Bis zu welcher Kabellänge ist die Übertragung von 4K-Inhalten per HDMI möglich?

Ich möchte gerne meinen PC zur Übertragung von Spielen, etc. an den Fernseher im selben Zimmer anschließen. Allerdings steht der PC ein paar Meter vom Fernseher weg, 5-6m dürften an Kabel aber locker reichen. 
Gibt es da die Möglichkeit, via HDMI 4K zu übertragen? Spieletauglich, also mit 60 Hz?


----------



## Lok92 (4. Juli 2018)

*AW: 4K via HDMI - bis welche Kabellänge möglich?*

Genau weiß ich es nicht, aber ich denke das bei deinen 5 - 6 Metern keine Probleme auftreten sollten. Ich würde es einfach mal probieren 

Ich würde sagen alles unter 10 Metern geht relativ klar, ab 15 - 20 Metern würde ich mir vielleicht einen Kopf machen.
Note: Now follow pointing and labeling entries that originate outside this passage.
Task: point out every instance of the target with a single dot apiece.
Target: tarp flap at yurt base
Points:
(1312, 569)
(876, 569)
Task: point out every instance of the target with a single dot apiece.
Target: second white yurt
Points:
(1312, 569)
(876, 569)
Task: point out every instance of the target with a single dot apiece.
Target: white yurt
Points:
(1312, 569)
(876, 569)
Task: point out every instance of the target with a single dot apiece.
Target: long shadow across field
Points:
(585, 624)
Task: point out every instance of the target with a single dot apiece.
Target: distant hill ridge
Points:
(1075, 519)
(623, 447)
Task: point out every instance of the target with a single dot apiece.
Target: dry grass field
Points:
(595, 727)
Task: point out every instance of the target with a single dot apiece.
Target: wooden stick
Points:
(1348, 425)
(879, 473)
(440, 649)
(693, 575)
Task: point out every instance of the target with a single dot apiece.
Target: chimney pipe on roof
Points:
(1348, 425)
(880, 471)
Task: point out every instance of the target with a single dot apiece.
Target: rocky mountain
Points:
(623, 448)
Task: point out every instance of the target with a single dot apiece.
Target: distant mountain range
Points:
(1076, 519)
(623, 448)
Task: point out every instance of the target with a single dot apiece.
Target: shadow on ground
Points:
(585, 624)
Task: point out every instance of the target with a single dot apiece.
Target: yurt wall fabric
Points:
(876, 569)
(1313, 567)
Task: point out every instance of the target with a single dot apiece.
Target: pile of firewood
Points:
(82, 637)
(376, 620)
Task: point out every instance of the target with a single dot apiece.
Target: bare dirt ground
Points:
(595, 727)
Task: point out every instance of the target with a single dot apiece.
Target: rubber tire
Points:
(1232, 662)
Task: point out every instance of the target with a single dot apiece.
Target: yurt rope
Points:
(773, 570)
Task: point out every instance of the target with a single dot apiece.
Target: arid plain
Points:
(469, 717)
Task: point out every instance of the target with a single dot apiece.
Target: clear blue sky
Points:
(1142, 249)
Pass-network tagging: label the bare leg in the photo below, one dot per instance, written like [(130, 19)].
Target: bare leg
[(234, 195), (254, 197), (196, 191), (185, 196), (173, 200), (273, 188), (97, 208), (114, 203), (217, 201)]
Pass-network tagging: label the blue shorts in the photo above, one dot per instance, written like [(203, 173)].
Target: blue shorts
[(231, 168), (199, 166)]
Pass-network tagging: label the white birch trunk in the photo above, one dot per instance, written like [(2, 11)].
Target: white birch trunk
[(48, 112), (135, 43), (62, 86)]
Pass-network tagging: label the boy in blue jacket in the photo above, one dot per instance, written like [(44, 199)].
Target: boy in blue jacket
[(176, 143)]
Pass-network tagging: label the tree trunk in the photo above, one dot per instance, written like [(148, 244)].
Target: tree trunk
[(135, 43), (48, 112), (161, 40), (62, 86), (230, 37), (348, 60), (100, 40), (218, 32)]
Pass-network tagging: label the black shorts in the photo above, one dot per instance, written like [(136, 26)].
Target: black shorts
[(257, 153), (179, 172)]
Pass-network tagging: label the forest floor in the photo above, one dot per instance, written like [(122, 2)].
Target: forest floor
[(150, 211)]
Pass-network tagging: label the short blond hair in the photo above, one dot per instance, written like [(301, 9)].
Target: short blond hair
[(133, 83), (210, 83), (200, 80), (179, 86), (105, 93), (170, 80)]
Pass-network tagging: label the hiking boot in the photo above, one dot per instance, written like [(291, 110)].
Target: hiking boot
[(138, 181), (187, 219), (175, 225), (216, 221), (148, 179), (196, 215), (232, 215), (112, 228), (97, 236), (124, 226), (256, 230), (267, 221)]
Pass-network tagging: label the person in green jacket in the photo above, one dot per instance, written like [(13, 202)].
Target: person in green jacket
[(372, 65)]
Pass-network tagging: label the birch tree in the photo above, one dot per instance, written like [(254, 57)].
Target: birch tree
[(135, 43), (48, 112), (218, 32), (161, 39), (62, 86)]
Es gibt z.b irgendwelche 0815 HDMI Kabel die nicht 
so eine gute Qualität aufweisen da kann es schonmal Signal Verluste geben.^^ Wobei hier auch die Betonung auf "kann" liegt


----------



## NatokWa (4. Juli 2018)

*AW: 4K via HDMI - bis welche Kabellänge möglich?*

Also ich habe mit nem relativ teuren Kabel bei 10m probleme mit dem sauberen Übertragen von 4K@60Hz . Laut PC ist alles in Ordnung , aber am Fernseher kommt nur geruckel an , schalte ich auf 1080p sind die Probleme weg .
Und das bei nem Kabel mit 3-Fach Schirmung incl Einzelader-Schirmung ....


----------



## Mottekus (4. Juli 2018)

*AW: 4K via HDMI - bis welche Kabellänge möglich?*

Sehr interessant. Ich meine mal gelesen zu haben das Kabel > 3m ungeeignet sind. Daher habe ich den PC auch nicht am Fernseher angeschlossen. Sollte es da allerdings mittlerweile Änderungen geben, wäre auch ich sehr interessiert daran.


----------



## aloha84 (4. Juli 2018)

*AW: 4K via HDMI - bis welche Kabellänge möglich?*

Ich hab ein 15 Meter Kabel von "Kabeldirekt" (gibts bei amazon), läuft.


----------



## IICARUS (4. Juli 2018)

*AW: 4K via HDMI - bis welche Kabellänge möglich?*

Mein HDMI-Kabel von meinem UHD Fernseher ist etwa 5-6 Meter lang, habe keinerlei Probleme 4K Inhalte zu übertragen oder Spiele in 4K laufen zu lassen.
Das Kabel habe ich schon einige Jahre verlegt, keine Ahnung was für ein Kabel ich damals gekauft habe. Ist aber nichts besonderes oder teures Kabel gewesen.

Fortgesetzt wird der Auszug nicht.